Barry Sunderland holds a Bachelor of Mechanical Engineering from the University of Limerick, Ireland and worked for several years as a project engineer in America and Europe. He first got in involved with the Automated Species Identification project as part of his capstone project for the Data Science Bootcamp at Propulsion Academy in Zurich. His main goal now at the Library Lab is to bring Ankit Dhall’s research into practice. In parallel to improving the classification model, Barry Sunderland will deploy the model as a cloud based API to serve the mobile app with the species classifications.

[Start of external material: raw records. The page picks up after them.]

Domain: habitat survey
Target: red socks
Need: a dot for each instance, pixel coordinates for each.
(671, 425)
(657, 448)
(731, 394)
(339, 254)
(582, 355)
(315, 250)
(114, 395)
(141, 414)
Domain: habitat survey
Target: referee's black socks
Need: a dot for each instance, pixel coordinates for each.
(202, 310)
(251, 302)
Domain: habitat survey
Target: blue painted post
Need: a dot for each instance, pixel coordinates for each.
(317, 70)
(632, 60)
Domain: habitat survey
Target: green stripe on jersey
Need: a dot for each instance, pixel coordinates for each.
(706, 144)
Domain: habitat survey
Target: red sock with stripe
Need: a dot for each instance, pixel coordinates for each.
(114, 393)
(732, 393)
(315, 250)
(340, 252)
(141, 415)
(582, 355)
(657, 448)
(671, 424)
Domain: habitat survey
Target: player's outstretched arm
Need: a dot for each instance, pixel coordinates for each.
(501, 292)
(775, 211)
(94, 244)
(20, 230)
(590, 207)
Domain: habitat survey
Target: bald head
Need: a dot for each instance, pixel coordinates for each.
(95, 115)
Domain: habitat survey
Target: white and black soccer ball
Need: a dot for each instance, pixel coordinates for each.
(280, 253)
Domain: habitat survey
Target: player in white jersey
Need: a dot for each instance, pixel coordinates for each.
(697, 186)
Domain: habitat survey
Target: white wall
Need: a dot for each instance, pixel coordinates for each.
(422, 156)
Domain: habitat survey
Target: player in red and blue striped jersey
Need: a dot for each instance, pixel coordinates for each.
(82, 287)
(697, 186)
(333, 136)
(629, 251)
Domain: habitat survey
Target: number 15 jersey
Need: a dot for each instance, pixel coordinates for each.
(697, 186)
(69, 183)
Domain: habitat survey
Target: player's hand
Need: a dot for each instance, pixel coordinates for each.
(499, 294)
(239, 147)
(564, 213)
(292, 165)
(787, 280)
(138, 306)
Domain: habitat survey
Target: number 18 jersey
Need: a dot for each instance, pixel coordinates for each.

For developing the mobile app, ETH Library Lab has enlisted the support of Propulsion Academy, continuing the rewarding collaboration between the two groups and ensuring that the project reaches production as soon as possible. When released, the app will assist untrained users and citizen scientists as well as experts in research collections, enabling the classification of hundreds of specimens in a day. On a more general level, the project will contribute to the development of new concepts for efficient workflows in natural history collections and for the rapid mobilisation of biodiversity data.
Combining new technologies with natural historic collections provides interesting opportunities for biodiversity research. ETH Zurich is an ideal place to develop innovative applications within and beyond academic research. For example, AI-equipped drones may help farmers to detect insect pests in crops in the near future. With our Automated Species Identification project, we hope to make the workflows in collections more efficient, allowing scientists to spend more time focussing on their research. We also hope to make biodiversity data from natural historic collections openly accessible and easier to analyse.